Menurut saudara, manakah yang paling tepat untuk memaknai pemberitahuan dan peristiwa penderitaan serta kematian Yesus?
1). Apakah Yesus menderita dan wafat karena Allah menyerahkan Dia untuk melakukan penebusan dosa melalui kekerasan?
Ataukah:
2). Yesus wafat sebagai teladan yang memberi pengaruh moral agar diteladani oleh umat percaya untuk berkurban dan setia sampai mati dalam membela kebenaran?
Apabila kita memilih yang pertama bahwa Yesus menderita dan wafat karena Allah menyerahkan Kristus melalui kekekerasan, maka Allah telah melakukan ketidakadilan. Apabila contoh dari Allah ini dipraktikkan dalam kehidupan sehari-hari bukankah sangat berbahaya? Demi kebaikan dan keselamatan orang banyak, kita diizinkan untuk melakukan kekerasan dengan mengorbankan orang lain yang tidak bersalah.
Di antara kedua opsi tersebut sebagian orang memilih pilihan pertama yaitu Yesus wafat menggantikan dosa dan kesalahan manusia melalui kekerasan. Sebagian orang lagi memilih opsi kedua bahwa Yesus menggantikan dosa umat manusia melalui tindakan Allah sebagai keteladanan (moral influence).
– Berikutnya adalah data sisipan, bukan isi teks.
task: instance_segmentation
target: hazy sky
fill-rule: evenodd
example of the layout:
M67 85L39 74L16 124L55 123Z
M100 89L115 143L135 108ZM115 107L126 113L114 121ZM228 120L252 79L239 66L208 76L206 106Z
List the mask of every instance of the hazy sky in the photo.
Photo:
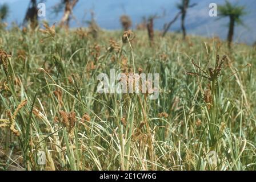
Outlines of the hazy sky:
M39 1L38 1L38 2ZM95 19L103 28L121 28L119 16L126 13L131 16L134 27L139 23L142 16L157 14L161 18L155 21L156 29L162 30L163 24L171 20L178 12L176 5L180 0L79 0L74 12L76 20L71 22L71 27L85 26L85 20L90 19L90 10L95 12ZM197 6L190 9L186 20L189 34L211 36L218 35L225 39L227 34L228 18L217 20L218 18L209 16L209 5L211 2L223 4L224 0L190 0ZM246 27L239 26L235 30L235 41L252 44L256 41L256 1L230 0L245 5L248 14L243 18ZM8 22L15 22L21 24L25 16L30 0L0 0L0 3L7 3L10 7ZM53 13L53 7L60 0L46 0L46 17L50 23L59 21L62 13ZM163 15L163 13L165 13ZM180 20L171 27L171 31L180 30Z

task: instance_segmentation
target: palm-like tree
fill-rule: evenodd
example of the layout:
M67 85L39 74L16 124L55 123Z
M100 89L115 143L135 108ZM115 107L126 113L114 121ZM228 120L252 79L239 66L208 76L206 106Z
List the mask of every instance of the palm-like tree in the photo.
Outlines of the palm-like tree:
M232 5L228 1L223 6L218 6L218 15L220 18L229 17L229 33L227 40L229 43L229 47L230 48L233 41L234 30L235 24L242 24L243 22L241 17L246 14L245 6L238 6L237 4Z
M177 7L178 9L179 9L180 13L179 13L177 15L176 15L176 17L174 19L174 21L175 21L176 19L178 18L179 14L181 14L181 29L182 30L183 39L185 39L186 35L185 22L186 15L187 15L187 9L197 5L197 3L190 5L189 3L190 0L181 0L181 3L177 5Z
M9 7L6 4L0 6L0 22L5 20L8 16Z
M24 18L23 24L29 22L31 23L30 26L31 27L35 28L38 23L37 16L38 10L37 0L30 0Z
Namun apakah kedua pilihan tersebut representatif dengan maksud dan tujuan utama kesaksian Injil-injil?
Peristiwa penderitaan dan salib Kristus sebagai teladan ataukah Ia sebagai penebus yang menggantikan posisi orang berdosa dapat memperkaya salah satu bagian perspektif iman. Tetapi inti dari perspektif iman Kristen adalah bahwa Kristus menderita dan wafat adalah karena Ia secara sadar memberikan hidup-Nya bagi keselamatan manusia. Yesus menderita dan wafat bukan karena Ia diserahkan oleh Allah untuk mengalami kekerasan atau kekejaman. Demikian pula Yesus wafat bukan sekadar menjadi teladan agar umat memiliki semangat berkurban. Tetapi Yesus wafat karena Ia adalah Sang Mesias dan Firman Allah yang mengasihi umat manusia sehingga Ia bersedia menyerahkan nyawa demi keadilan Allah. Kristus yang tidak berdosa bersedia menanggung dosa di dalam diri-Nya. Karena itu Yesus wafat bukan karena nyawa-Nya dicabut oleh manusia, atau Iblis atau Allah. Yesus wafat karena Ia memberikan nyawa-Nya dengan rela dan penuh kasih.
Di Yohanes 10:17-18 menyatakan: “Bapa mengasihi Aku, oleh karena Aku memberikan nyawa-Ku untuk menerimanya kembali. Tidak seorangpun mengambilnya dari pada-Ku, melainkan Aku memberikannya menurut kehendak-Ku sendiri. Aku berkuasa memberikannya dan berkuasa mengambilnya kembali. Inilah tugas yang Kuterima dari Bapa-Ku.” Perhatikan frasa yang diucapkan oleh Kristus, yaitu: “Aku memberikan nyawa-Ku …. Tidak seorang pun mengambilnya daripada-Ku. Aku memberikannya menurut kehendak-Ku sendiri. Aku berkuasa memberikannya dan berkuasa mengambilnya kembali….”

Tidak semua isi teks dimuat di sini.